The initial analysis is called “Survivorship Bias”. They lived, therefore what they did must be good. An example in the fighting man community, is the vaulted place we give people who have won gunfights. Suddenly, they must be experts in shooting and tactics. And they might be. Or they might just be real damn lucky or they just happened to suck way less than their opponent which allowed them to survive.
Another example is interior tactics. Often dudes will say their method is best because it has worked while opposed. In fact, they will decry other tactics with that exact statement, “How often have you been opposed?”
But perhaps we are looking at this from the wrong perspective. I use a clearing method where you get naked, put on a flaming wig and walk everywhere backwards in the house. (Obviously NOT a good technique). As a result, I have NEVER been opposed, even though guns (Means) and time (Opportunity) exist for bad guys to exploit and go to guns if they chose to do so. They’re simply not doing it. I have over 1500 jobs under my belt, and I have never been opposed while using this method. Does the absence of opposition have anything to do with the method of clearing? Or have I been lucky?
Ego death mass grave. 2017, colorized.
Do we have to consider the method may have merit? Or discount it because it’s not what we do, and it’s never been opposed? A team of dudes in a different place does something different, and they have been opposed often. It is possible their criminals are much harder and more dedicated than the ones my team faced. It’s also possible that their chosen method is allowing opposition to occur for whatever reason.
If the technique mentioned above is opposed in training with marking cartridges, and it does OK, does it have merit? What if it does really poorly, like 8 out of 12 assaulters get shot right between the eyes before we are able to return fire and “kill” the bad guy. If we are keeping track of training hits, and that happens one time out of 2000, is that acceptable? Particularly if we look at 2000 real hits where gunfire was present, and during those 2000 real missions 16 men were killed using other techniques. 8 guys dead is certainly catastrophic in a single event, but the total over time is half of what the other techniques produced.
Even if mission 1501 gives us opposition, and one of us dies, does that automatically invalidate the technique? Particularly if we find out that we actually did it wrong, Man #3 in the element forgot to light his wig on fire. Or one guy walked sideways instead of backwards which gave the bad guy an angle. While it is our guys fault, it wasn’t intentional. He just made a mistake like humans tend to do. But he wasn’t doing it right, nowhere in the train up phase was he told it’s OK to not light the wig or walk sideways.
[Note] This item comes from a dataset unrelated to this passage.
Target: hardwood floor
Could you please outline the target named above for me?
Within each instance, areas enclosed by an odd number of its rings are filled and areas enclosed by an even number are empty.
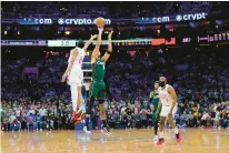
[[[226,130],[180,130],[182,141],[167,130],[166,143],[156,145],[152,130],[1,132],[2,153],[229,153]]]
DARC is one among many noteworthy institutions that vet their curriculum and TTPs based on an evolving analysis of real-world and current events. –Editor.
Analysis of real-world events where officers were killed, often point to the tactic or technique as the problem. Current attitudes toward Free-Flow warrant service are a good example. Officers have been killed using free flow techniques. But what we never really dig into was whether the angle was given to the suspect by poor execution of that team’s chosen techniques, and likely for good reason. The team is already hurting from the loss of their mate. If a team member failed to execute the tactic properly, it wasn’t with malice or intent to get his friend killed. Shit happens, and pointing at the guy who did it wrong and saying “Blowers is dead because of you” is a pretty shitty thing. It’s easier to say it must be the tactics fault.
But here is one man’s opinion, whatever your interior tactics are, they all work if your team can execute the tactics with 100% efficacy (barring the silly tactics I mentioned above of course). Points of Domination (POD), Wall Flood, Strong Wall, Opposing Corner POD, Direct to Threat, and most nationally accepted techniques all work. It’s whether or not you’re doing them well that makes the difference. Even then, every man who has ever cleared a corner has fucked up at some point and did it wrong.
So pick a technique, work hard to execute that technique perfectly, and quit listening to the peanut gallery, because they all work. And they all have flaws.